To start, she had to identify the basic movement patterns of riders in the saddle. From this, she was able to develop an assessment that tested the strength of muscle groups required during riding, and the range of motion of certain muscle groups that she predicted to be tight. From the assessment, she was able to develop exercises for specific muscle groups that needed to be targeted, and work them in a way that they are used in the saddle.

"It was interesting to find that several of the movements are coupled, such as hip abduction and extension with hip external rotation, and hip adduction with hip internal rotation," Rowland said. "With all of the leg and hip motions that are used to cue the horse, the core needs to be engaged to maintain balance and stability on the horse. The less outside movement - weight shifting - we produce in the saddle the easier the horse can maintain balance and perform the movements the rider asks."

Her basic exercises focus on "teaching" the transverse abdominus to contract and keep the spine in neutral alignment.
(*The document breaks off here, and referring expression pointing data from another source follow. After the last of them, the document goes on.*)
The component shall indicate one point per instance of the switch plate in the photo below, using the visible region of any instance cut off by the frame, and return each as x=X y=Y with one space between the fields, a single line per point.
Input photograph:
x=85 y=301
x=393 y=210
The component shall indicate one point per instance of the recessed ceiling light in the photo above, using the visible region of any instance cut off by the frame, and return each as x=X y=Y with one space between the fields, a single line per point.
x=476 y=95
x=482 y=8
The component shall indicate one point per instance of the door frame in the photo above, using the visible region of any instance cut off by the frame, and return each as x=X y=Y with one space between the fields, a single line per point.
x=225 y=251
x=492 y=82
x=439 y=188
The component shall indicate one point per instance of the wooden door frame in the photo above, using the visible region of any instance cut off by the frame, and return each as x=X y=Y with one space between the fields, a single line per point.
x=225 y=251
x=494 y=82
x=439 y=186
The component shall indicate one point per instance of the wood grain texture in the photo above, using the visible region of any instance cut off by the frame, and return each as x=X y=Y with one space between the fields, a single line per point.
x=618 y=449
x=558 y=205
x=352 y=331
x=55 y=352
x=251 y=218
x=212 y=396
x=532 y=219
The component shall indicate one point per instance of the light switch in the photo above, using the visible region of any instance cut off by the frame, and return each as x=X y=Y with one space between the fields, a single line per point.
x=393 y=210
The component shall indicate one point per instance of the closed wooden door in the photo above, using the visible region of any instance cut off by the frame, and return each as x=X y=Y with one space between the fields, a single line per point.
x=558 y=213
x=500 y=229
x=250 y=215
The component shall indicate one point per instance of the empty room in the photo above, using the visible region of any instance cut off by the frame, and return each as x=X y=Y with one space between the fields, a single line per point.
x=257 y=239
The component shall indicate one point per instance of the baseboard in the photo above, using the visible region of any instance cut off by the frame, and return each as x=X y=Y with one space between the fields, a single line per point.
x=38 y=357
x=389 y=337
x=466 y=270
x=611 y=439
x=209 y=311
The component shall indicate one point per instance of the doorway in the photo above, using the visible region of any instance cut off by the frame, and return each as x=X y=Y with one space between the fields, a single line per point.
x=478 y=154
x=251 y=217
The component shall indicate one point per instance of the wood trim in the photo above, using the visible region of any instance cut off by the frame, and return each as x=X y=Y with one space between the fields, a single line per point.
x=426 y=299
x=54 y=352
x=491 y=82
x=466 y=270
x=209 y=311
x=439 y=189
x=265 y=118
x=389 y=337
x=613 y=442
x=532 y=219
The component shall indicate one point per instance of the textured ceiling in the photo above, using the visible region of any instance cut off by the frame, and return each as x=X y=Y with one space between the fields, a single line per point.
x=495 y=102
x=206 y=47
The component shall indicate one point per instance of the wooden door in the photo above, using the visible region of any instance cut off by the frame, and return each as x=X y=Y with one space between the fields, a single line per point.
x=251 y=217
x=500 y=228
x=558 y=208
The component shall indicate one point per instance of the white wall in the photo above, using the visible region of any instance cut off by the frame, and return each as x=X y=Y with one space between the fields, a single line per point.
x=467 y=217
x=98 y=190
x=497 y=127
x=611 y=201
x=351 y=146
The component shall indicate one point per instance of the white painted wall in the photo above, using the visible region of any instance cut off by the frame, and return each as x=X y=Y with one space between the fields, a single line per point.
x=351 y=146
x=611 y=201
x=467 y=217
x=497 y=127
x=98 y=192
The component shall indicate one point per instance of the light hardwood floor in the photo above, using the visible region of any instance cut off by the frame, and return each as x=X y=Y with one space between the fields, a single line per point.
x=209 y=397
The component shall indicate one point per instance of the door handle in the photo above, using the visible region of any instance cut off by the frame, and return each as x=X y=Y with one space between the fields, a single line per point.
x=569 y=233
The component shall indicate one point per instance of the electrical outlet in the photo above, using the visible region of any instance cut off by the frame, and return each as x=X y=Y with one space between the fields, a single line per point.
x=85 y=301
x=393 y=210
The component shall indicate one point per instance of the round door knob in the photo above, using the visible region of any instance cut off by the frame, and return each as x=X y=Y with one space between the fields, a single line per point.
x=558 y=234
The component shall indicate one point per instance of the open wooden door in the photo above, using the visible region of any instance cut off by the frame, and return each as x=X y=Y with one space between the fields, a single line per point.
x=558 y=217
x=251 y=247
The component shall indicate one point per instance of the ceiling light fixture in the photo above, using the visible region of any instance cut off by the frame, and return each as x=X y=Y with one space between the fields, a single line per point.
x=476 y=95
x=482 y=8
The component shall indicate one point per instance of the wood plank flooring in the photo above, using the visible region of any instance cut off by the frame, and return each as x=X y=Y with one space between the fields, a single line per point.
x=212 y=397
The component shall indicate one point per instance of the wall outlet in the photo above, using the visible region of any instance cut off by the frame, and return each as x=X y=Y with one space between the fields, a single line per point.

From there, she adds the specific movement patterns, then ramps up the exercise with the use of a Bosu, stability ball, Thera-Bands or free weights as the clients progress.

For example, one of the exercises that couples several motions involves clients rolling out into a plank over a stability ball (under the hips), holding a free weight between their feet and performing a hamstring curl. This exercise requires the hip adductors and external rotators to hold the weight between the feet, hamstrings to conduct the curl, the abdominal brace to keep from arching the back, and shoulder stabilizers to keep from bending the elbows and maintaining a plank.

"This correlates when a rider needs to move his or her leg back and apply pressure into the horse to ask him or her to bend around the rider's leg," Rowland said.

The results speak for themselves. "We have a full class, and it is proceeding wonderfully," said Sarah Meinertzhagen, one of the professional instructors Rowland has worked with at Physical Therapy Works in Suffolk. "Danielle has done a wonderful job implementing the new program," which Meinertzhagen described as integrating principles of physical therapy, sports performance and Pilates.